For true fans, who called science fiction ‘sf’ not ‘sci-fi’, who scorned the dressing up in costumes, whose main concern was meeting and hanging out with other true fans rather than Big Name Authors, the fan room was the centre of any sf con. (Actually, in Britain, our main concern at cons was to drink much beer, preferably – though not necessarily – in the company of other true fans, and the success of the fan room depended on its proximity to a bar. A bar in the fan room was nirvana.)

The Chicon fanroom, or ‘fanzine lounge’ as it was called over there, was where I would come across people I already knew by name, but not by sight. People like Avedon Carol, one of that rare class of fans (true and otherwise) at that time: a woman.

“Come and meet a rabid feminist bitch,” said Avedon, pretty much immediately after we met, gesticulating in the general direction of someone who was female but showed no outward signs of slavering at the mouth. “This is Jeanne Gomoll,” said Avedon. So of course I saw it at once, Jeanne Gomoll – world-renowned rabid feminist bitch. Obvious. “Er – hello,” I said, deploying the wit and verbal dexterity which had won me the TAFF trip in the first place. “Nice to meet you.” Nice? Nice?! What kind of word is that for a world-renowned rabid feminist bitch.

It is interesting that, now in 2021, I am uncomfortable with typing those words. At that time, women were few and far between in sf fandom and the slightest intimation that fandom was primarily a boys’ club, the merest hint of a different perspective on sf and the fan world, brought accusations of rabid feminism. I’m sure that they were the words used, and I’m also confident of the huge quantity of what is today called ‘irony’ which accompanied them. Even though irony doesn’t play well on the printed page, I’ll stick with them. Publish and be damned!

Anyway, Jeanne didn’t bite my head off, or anything else a rabid feminist bitch might be expected to do, and was in fact a most interesting person.

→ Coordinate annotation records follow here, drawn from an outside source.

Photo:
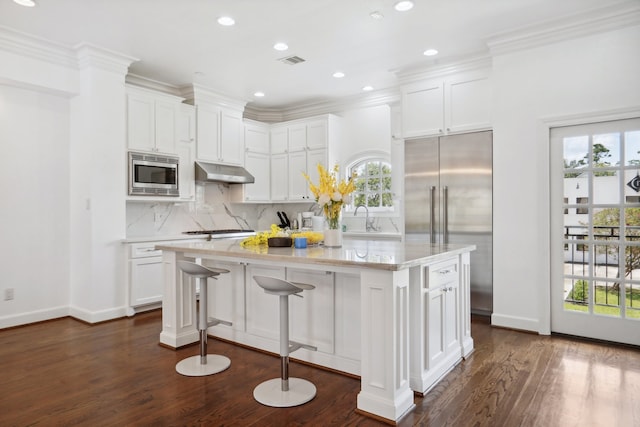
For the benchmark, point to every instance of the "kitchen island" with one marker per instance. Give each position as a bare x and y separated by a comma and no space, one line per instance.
396,314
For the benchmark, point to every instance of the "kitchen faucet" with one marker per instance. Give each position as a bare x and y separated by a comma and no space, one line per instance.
368,223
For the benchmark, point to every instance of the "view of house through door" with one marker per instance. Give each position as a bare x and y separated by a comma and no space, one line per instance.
595,230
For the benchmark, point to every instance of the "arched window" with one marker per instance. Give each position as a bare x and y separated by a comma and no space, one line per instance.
373,184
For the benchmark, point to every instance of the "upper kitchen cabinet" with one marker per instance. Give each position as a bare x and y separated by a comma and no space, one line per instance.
186,150
458,103
219,127
151,120
257,161
296,148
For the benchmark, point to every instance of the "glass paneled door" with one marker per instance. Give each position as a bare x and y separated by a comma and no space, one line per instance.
595,230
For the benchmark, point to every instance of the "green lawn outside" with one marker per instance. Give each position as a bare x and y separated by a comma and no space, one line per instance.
612,309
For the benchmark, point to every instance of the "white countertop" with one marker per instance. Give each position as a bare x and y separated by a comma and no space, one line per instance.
384,255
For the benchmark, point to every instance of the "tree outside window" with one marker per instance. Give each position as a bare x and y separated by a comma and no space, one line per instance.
373,184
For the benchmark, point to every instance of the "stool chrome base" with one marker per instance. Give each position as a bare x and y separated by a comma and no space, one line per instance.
191,366
270,393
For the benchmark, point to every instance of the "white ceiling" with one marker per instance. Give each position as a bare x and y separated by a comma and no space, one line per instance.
179,42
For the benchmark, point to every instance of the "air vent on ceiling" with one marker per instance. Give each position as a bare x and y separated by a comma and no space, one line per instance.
292,60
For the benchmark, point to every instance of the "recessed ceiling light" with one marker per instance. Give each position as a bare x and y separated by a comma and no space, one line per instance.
27,3
280,46
226,21
403,6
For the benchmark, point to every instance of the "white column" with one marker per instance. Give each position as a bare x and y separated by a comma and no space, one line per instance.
384,303
178,305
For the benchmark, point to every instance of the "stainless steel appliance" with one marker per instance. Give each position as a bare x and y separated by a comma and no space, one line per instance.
448,199
153,174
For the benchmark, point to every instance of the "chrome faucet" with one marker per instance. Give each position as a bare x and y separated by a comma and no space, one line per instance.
368,223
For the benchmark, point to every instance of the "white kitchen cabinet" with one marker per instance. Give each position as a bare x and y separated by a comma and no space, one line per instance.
186,150
145,280
459,103
219,135
151,120
257,162
436,318
279,177
307,143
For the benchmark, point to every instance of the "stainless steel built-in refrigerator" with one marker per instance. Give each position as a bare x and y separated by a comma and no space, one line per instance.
448,199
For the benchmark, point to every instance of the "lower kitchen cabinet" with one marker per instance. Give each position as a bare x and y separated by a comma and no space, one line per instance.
437,321
144,277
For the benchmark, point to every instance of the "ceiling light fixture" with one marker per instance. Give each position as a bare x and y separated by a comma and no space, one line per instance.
280,46
27,3
226,21
403,6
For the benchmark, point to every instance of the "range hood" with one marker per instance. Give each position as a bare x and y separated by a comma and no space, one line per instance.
213,172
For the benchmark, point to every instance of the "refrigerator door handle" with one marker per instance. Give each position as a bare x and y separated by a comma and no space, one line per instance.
445,214
432,219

It was also in the fanroom that I met Marty Cantor, whose fanzine ‘Holier Than Thou’ I generally enjoyed. ‘Holier Than Thou’ had the distinction of being an American fanzine with English spelling – ‘colour’ and so forth. I think he did it to annoy; he was quite confrontational in his fanzine, and in person. There was a conversation at the con where some large, bearded guy (I didn’t catch his name and the description would fit several thousand people there, so his anonymity is preserved) was talking about how “… it would be easy. All you needed was some finger nail clippings or a lock of hair, and sympathetic magic would do the rest.” It took me a moment to realise that the large, bearded guy seemed to be saying this in all seriousness, so I was moving into my usual technique for dealing with nutters (nod sagely and edge slowly away) when Marty exclaimed: “You asshole! That’s crap! There’s no such thing as magic!” Which I wholly agreed with and was thinking myself (though not in those exact words, “asshole” being an American idiom) but was too polite actually to say.

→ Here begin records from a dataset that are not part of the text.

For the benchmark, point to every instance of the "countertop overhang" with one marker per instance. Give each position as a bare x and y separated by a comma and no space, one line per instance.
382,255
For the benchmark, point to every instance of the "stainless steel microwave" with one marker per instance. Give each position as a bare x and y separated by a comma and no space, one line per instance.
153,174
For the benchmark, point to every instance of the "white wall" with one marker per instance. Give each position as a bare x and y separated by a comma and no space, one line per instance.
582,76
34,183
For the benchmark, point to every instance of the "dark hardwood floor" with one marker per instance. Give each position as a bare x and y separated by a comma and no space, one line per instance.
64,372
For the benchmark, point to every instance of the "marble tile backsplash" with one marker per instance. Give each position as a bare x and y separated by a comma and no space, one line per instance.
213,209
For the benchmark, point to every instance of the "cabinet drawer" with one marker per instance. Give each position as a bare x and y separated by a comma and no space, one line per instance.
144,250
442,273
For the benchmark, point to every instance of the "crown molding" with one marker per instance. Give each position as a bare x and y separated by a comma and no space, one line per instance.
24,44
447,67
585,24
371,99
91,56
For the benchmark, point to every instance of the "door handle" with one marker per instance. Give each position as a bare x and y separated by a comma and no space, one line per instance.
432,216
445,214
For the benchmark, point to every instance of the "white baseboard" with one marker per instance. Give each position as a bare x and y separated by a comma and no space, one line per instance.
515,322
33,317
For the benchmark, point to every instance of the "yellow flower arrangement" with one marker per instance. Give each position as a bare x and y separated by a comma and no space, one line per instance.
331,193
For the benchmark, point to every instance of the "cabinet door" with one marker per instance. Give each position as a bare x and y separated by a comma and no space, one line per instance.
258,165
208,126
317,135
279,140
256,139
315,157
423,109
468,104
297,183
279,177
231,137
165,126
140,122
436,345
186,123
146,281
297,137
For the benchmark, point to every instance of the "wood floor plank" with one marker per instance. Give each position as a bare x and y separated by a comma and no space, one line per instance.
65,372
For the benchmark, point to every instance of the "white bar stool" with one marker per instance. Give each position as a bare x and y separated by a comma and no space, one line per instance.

Marty was the fanzine lounge supremo, and had a green badge, indicating ‘staff’. At some point during the convention, Ross Pavlac (Chicon co-chairman) woke up to the fact that running the fanzine lounge was really quite an important job and gave Marty a field promotion to ‘assistant department manager’. Marty had to turn in his green badge for a yellow one, though. Couldn’t have an assistant department manager being mistaken for mere staff, could we.

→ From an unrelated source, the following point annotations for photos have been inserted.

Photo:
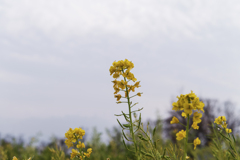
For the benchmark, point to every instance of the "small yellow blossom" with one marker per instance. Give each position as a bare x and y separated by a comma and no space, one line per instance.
137,84
184,115
139,94
74,153
195,126
196,142
174,120
220,120
224,125
188,107
180,135
118,96
116,90
80,145
69,143
116,75
228,130
196,117
15,158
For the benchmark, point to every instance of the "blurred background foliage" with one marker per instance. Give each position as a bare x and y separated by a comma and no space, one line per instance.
114,150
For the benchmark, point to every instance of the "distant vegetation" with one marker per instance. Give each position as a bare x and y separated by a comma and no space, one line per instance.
197,129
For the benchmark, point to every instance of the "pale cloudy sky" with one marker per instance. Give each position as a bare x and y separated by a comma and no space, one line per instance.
55,57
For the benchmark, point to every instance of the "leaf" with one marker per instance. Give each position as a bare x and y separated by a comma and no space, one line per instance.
154,131
120,124
139,122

There were five different coloured badges. In addition to yellow and green, there was white, meaning department manager or higher, and blue, meaning gophers. Black, which I had, was for convention members.

Along with the badges, there were ribbons. My yellow ribbon said ‘Program’ on it and meant I was taking part in programmed events. Other colours meant Co-chairman, Nominee (for the Hugo awards), Masquerade, Press, Art show, Usher and Dealer. And before you start thinking how amazingly accommodating of Chicon IV, that’s Dealer in books and other sf paraphernalia. It was entirely possible to have more than one ribbon; Andy Porter had four, for Program, Nominee, Press and Dealer.

We’ll do another cast list, some already mentioned: Alina Chu, Midge Reitan, Marty Cantor, Mike Glicksohn, Gary Farber, Avedon Carol, Mike Glyer, Jeanne Gomoll, Arthur Hlavaty, Jeff Ford, Lee Hoffman, Mary Ann Mueller, Joyce Scrivner, Hope Liebowitz, Bob Weber and Craig Miller.